The speed of senate bill 423
Approval time for new housing in San Francisco could drop from more than two years to just six months as the rules in Senate Bill 423 take effect in San Francisco. Mayor London Breed and Senator Scott Wiener, who authored Senate Bill 423, welcomed the change, which is being applied to San Francisco before any other city in the state after it was found by the California Department of Housing and Community Development (HCD) to be the first city subject to its streamlining mandate.
In June, HCD issued a summary report showing that only 47 jurisdictions in the state have met the required amount of low and moderate income housing. The same report lists another 254 jurisdictions that made insufficient progress toward mandated goals and could fall subject to Senate Bill 423. San Francisco is the first on that list to be so designated, but it is unlikely to be the last.
Senate Bill 423, passed by the state legislature in fall 2023, follows and elaborates on Senate Bill 35, also authored by Wiener and passed in 2017. The earlier bill applied to lower-income housing; the newer bill expands its rules to apply to most new homes. Wiener’s office issued a statement saying the bill’s application here could transform San Francisco “from the slowest approver of new homes in California to one of the fastest, and making home construction in San Francisco far easier and more inexpensive.”
Declaring that “we need real and dramatic change in how we get housing built,” Mayor Breed said that due to SB 423, “we are getting rid of barriers that slow housing approvals down so we can build more homes faster in neighborhoods all across the city.”
On July 19, HCD will host a webinar on the results of the 2023 Housing Element Annual Progress Report and on the cities and counties subject to Senate Bill 423 streamlining. Registration for the webinar is free.
Grants Pass passes
Originally named to honor the 1863 Civil War victory of General U.S. Grant at Vicksburg, Grants Pass, Ore., is today known as the battleground over whether communities can punish people for camping on public property. Like Vicksburg, the battle is over, but the war continues.
As expected, reactions to the U.S. Supreme Court’s landmark ruling in the Grants Pass v. Johnson case drew dramatically different reactions from partisans. The court ruled that it was not unconstitutional to make public camping illegal, but though that is likely seen as a green light by some communities to begin or continue enforcement of anticamping laws, opponents of such measures say that ruling didn’t address all aspects of their arguments, including the disposal or destruction of the property of the cleared encampment’s inhabitants.

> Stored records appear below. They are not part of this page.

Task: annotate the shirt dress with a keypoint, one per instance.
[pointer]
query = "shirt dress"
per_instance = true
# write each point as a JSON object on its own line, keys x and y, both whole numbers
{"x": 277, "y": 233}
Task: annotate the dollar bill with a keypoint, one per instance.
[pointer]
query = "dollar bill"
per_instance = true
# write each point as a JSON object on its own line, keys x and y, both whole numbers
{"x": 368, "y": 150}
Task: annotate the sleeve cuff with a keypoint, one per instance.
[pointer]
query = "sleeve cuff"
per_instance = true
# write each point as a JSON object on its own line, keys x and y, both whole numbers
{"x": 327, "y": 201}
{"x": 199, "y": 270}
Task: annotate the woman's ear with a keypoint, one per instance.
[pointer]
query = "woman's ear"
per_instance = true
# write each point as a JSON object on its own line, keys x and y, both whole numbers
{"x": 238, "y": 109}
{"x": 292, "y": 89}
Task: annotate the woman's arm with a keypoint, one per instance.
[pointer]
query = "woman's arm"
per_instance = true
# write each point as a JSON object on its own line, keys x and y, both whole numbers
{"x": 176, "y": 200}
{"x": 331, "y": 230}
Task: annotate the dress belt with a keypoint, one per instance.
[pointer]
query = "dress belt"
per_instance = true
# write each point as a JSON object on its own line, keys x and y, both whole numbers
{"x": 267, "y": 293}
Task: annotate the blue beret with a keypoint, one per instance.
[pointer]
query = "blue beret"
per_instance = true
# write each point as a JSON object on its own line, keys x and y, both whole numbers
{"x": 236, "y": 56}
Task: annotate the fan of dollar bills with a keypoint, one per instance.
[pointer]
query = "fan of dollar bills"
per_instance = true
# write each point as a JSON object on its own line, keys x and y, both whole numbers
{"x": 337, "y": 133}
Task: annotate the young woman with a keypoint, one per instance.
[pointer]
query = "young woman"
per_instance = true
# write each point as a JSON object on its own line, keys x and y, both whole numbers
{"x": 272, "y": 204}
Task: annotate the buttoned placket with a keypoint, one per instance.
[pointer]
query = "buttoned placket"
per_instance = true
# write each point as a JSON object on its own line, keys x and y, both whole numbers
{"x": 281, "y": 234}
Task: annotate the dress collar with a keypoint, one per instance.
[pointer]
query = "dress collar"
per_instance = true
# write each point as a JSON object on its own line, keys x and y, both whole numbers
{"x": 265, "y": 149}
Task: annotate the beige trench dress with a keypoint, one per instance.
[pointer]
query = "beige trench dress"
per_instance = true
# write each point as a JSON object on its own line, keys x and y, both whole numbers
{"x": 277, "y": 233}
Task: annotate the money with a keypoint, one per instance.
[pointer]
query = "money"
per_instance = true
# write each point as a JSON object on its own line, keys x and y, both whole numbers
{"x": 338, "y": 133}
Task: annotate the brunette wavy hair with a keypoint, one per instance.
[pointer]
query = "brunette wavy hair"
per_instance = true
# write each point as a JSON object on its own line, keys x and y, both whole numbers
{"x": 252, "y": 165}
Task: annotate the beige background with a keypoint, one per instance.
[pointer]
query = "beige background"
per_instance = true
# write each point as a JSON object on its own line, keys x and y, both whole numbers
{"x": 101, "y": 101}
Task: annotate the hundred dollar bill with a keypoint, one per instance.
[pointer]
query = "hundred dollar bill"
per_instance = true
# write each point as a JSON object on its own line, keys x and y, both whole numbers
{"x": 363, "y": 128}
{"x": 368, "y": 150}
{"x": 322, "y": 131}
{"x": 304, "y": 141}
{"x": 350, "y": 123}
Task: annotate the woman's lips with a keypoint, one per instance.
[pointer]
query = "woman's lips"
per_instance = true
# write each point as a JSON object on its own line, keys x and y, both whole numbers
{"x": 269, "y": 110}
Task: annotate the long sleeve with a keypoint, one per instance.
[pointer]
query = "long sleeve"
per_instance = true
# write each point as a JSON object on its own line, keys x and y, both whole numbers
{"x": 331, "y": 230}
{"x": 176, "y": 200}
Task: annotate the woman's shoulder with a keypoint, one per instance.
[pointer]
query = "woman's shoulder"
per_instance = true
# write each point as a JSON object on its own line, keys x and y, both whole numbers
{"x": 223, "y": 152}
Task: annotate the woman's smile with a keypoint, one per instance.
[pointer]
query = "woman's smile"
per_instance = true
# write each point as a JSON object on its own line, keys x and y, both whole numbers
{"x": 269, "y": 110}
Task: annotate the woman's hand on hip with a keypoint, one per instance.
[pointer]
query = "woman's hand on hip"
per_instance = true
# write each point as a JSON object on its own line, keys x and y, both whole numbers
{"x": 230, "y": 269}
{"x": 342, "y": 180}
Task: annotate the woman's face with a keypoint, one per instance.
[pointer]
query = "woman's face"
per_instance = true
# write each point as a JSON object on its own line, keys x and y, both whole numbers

The mandate could change San Francisco from the slowest approver of new homes in California to one of the fastest.
San Francisco Mayor London Breed welcomed the ruling, saying it will help the city manage its public spaces. “We will continue to offer shelter, but we will not allow those who reject offers of help to remain where they are,” she said in a statement.

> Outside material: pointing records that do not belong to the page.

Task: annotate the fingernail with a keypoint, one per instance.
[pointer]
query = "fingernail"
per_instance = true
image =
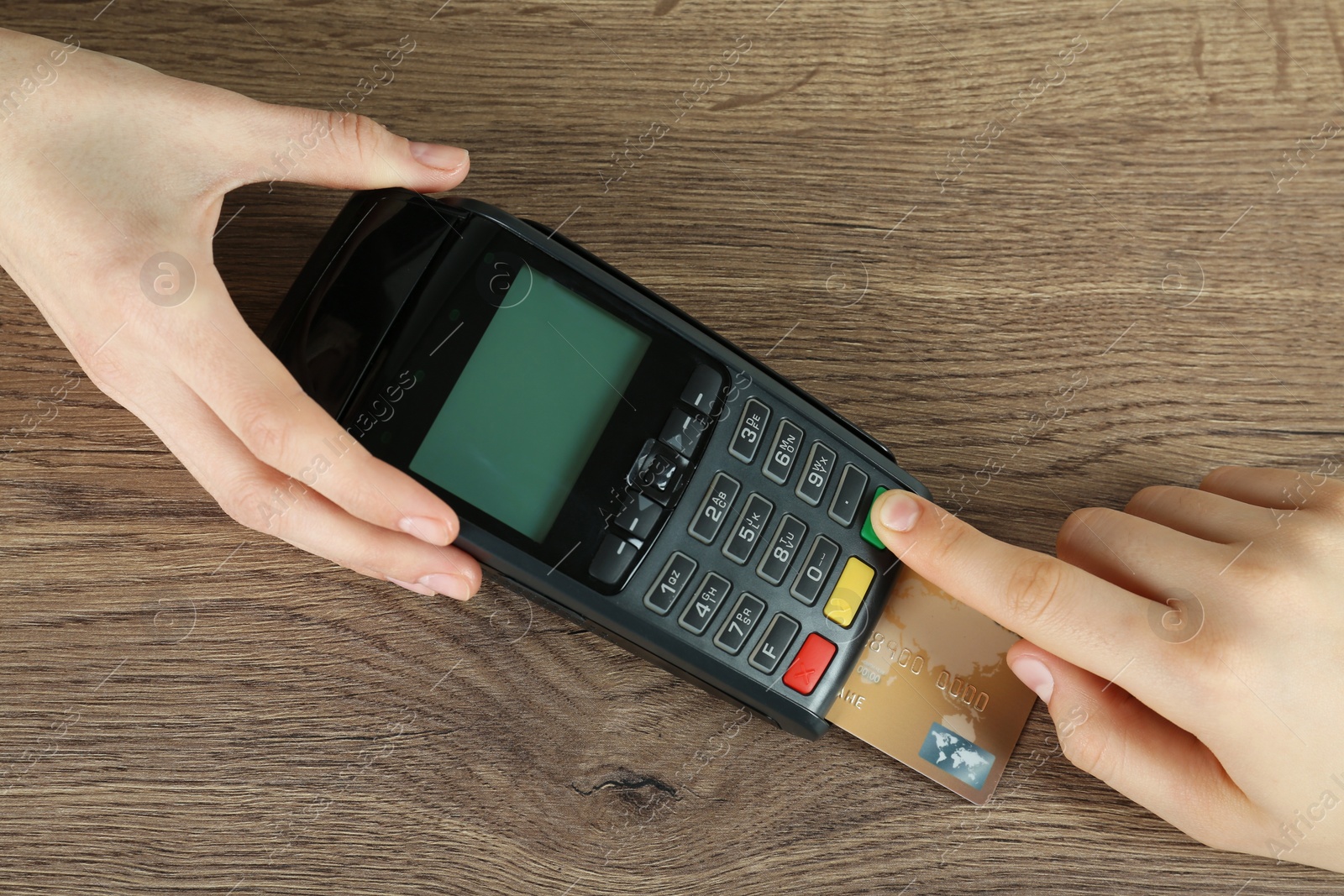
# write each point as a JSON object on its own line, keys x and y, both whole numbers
{"x": 427, "y": 530}
{"x": 1035, "y": 676}
{"x": 898, "y": 511}
{"x": 450, "y": 586}
{"x": 438, "y": 155}
{"x": 412, "y": 586}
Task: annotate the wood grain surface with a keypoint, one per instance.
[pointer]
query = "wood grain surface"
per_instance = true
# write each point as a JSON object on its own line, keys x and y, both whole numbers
{"x": 904, "y": 210}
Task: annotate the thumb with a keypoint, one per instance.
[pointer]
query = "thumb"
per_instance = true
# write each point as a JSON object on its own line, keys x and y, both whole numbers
{"x": 344, "y": 150}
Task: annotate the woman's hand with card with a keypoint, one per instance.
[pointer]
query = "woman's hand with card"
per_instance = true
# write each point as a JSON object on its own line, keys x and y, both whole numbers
{"x": 1189, "y": 647}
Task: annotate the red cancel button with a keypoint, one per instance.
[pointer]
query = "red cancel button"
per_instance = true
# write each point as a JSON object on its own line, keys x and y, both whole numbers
{"x": 811, "y": 664}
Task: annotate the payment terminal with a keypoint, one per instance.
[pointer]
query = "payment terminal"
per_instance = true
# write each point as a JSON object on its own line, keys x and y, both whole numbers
{"x": 609, "y": 457}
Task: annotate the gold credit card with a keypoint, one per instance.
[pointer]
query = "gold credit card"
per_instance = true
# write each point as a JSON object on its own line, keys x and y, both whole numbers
{"x": 934, "y": 689}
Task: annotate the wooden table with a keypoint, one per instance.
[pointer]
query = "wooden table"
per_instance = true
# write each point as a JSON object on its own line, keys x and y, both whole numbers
{"x": 905, "y": 211}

The city has been locked in an ongoing lawsuit over its encampment policies.
“We will continue to fight to ensure that San Francisco follows the law and its own policies in safeguarding the rights and property of unhoused residents,” said Nisha Kashyap, program director of racial justice at the Lawyers’ Committee for Civil Rights of the San Francisco Bay Area. Jennifer Friedenbach, executive director of the Coalition on Homelessness, which is suing the city, said people should not be punished for being poor, and “instead of tackling root causes, elected leaders have chosen to penalize residents who have nowhere else to go.”

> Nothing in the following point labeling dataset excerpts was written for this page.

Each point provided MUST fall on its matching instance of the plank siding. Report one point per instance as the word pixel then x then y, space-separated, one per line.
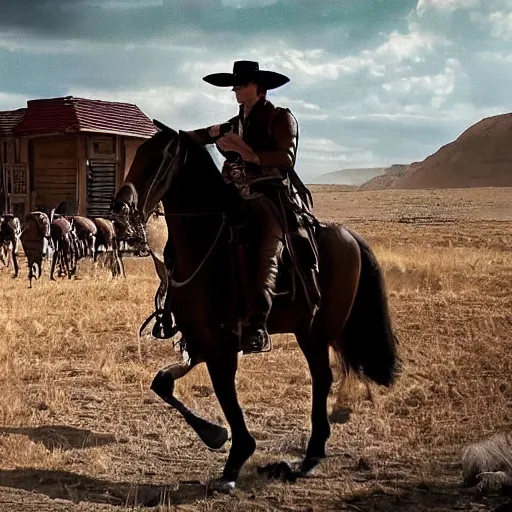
pixel 55 169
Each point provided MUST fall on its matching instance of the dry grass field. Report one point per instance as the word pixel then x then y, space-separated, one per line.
pixel 81 431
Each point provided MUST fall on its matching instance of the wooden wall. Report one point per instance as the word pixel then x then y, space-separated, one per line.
pixel 130 148
pixel 54 169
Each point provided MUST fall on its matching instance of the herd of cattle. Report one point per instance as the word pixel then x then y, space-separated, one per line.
pixel 62 241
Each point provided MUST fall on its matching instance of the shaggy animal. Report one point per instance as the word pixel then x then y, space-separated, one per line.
pixel 106 237
pixel 488 464
pixel 10 231
pixel 64 254
pixel 36 242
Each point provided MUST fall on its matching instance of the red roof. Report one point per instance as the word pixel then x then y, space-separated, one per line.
pixel 8 121
pixel 62 115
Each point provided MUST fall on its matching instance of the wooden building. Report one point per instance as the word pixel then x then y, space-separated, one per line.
pixel 68 149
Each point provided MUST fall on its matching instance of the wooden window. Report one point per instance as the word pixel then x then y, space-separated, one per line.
pixel 102 146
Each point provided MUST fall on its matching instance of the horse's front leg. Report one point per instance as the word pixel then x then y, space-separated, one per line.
pixel 214 436
pixel 222 368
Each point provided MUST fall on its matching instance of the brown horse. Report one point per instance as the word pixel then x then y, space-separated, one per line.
pixel 35 240
pixel 10 231
pixel 200 210
pixel 106 237
pixel 65 253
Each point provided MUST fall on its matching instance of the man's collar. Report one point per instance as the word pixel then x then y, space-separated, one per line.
pixel 259 105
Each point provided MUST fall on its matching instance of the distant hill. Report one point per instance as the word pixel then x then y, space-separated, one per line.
pixel 480 157
pixel 348 176
pixel 387 179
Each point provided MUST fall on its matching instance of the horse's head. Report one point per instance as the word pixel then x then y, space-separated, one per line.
pixel 145 184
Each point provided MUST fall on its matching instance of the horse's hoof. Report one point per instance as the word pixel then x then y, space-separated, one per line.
pixel 308 465
pixel 223 486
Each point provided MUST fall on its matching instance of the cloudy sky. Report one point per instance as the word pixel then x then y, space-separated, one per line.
pixel 373 82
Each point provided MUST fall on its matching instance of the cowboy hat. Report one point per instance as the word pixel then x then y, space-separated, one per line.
pixel 245 71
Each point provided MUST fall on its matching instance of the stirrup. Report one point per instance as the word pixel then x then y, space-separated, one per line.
pixel 254 344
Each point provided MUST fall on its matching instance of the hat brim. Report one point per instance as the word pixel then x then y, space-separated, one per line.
pixel 268 79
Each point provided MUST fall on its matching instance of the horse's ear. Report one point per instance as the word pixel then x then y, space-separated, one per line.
pixel 162 127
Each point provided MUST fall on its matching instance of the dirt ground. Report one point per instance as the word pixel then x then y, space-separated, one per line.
pixel 81 431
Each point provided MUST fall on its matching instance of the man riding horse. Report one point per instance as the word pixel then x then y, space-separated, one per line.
pixel 260 146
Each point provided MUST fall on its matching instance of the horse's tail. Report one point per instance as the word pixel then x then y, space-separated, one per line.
pixel 368 344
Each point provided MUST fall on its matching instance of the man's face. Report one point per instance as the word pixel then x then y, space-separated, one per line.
pixel 246 93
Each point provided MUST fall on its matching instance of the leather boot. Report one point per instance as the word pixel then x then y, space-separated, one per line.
pixel 255 337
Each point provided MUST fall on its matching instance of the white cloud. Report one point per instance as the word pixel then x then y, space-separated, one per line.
pixel 445 5
pixel 501 25
pixel 438 86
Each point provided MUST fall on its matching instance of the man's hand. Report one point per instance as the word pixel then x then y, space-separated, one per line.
pixel 235 143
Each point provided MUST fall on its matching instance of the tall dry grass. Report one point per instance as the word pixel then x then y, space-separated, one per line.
pixel 70 359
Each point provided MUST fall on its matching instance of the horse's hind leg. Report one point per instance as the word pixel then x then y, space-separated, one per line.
pixel 15 259
pixel 316 352
pixel 222 369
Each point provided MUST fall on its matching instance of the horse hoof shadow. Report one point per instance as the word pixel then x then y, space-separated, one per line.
pixel 61 437
pixel 282 471
pixel 340 415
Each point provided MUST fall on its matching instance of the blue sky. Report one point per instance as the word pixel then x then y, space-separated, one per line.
pixel 373 82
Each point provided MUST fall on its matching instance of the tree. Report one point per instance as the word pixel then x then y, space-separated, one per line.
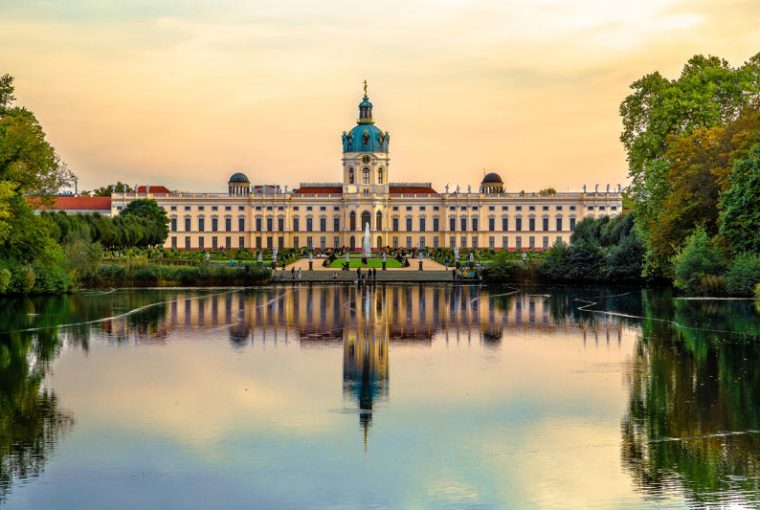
pixel 681 137
pixel 154 220
pixel 740 205
pixel 697 260
pixel 105 191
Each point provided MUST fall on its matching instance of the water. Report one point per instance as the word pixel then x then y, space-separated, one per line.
pixel 393 397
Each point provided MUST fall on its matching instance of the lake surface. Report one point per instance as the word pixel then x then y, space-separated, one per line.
pixel 399 396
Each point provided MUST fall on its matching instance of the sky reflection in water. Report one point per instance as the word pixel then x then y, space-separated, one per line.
pixel 392 397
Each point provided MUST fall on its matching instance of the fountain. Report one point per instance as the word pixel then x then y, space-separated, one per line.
pixel 366 243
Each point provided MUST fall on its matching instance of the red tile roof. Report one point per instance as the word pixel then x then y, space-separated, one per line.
pixel 75 204
pixel 319 189
pixel 412 189
pixel 153 189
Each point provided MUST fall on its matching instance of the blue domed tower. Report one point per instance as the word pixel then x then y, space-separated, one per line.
pixel 365 153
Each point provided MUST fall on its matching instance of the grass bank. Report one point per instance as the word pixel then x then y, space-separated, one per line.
pixel 155 275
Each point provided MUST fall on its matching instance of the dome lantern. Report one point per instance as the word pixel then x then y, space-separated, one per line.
pixel 239 185
pixel 492 183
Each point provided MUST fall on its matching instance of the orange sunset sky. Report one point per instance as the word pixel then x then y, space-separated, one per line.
pixel 183 93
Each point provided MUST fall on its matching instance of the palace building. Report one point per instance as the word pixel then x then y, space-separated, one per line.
pixel 328 215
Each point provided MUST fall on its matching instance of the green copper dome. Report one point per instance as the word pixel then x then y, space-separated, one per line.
pixel 365 136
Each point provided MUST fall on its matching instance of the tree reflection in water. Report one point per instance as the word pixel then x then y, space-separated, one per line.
pixel 693 420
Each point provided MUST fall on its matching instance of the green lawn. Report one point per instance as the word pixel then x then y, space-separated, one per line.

The conflict isn’t only in San Francisco and Grants Pass, of course; and various elected leaders had different reactions. Los Angeles Mayor Karen Bass criticized the ruling, saying it “must not be used as an excuse for cities across the country to attempt to arrest their way out of this problem or hide the homelessness crisis in neighboring cities or in jail.” Meanwhile, California Gov. Gavin Newsom said the ruling “provides state and local officials the definitive authority to implement and enforce policies to clear unsafe encampments from our streets. This decision removes the legal ambiguities that have tied the hands of local officials for years and limited their ability to deliver on common-sense measures to protect the safety and well-being of our communities.”
Seller’s market?
Most people probably assume that when prices are up, it’s a seller’s market, because they’ll make more money. When prices are down, it’s a buyer’s market, because prices are lower and they’ll get more for their money.
Home prices in San Francisco dipped slightly in the past year, according to Zillow, dropping 0.3 percent over 12 months (for an average home value of $1,299,639 for the city). That’s an even bigger drop from May 2022, when the median home value was $1,542,111.
But the folks at Rocket Mortgage’s Rocket Homes website say San Francisco is a seller’s market. Their definition is that in a seller’s market, “prices tend to be higher and homes sell faster,” which more or less is true, in that prices are higher and homes are selling faster in San Francisco than in many other parts of the country. As noted here last month, things are neither great nor disastrous in San Francisco’s housing market, but still, prices are down from that 2022 high, and in my book, that makes it a buyer’s market. When prices rebound, and they will, a home purchased today will be a bargain.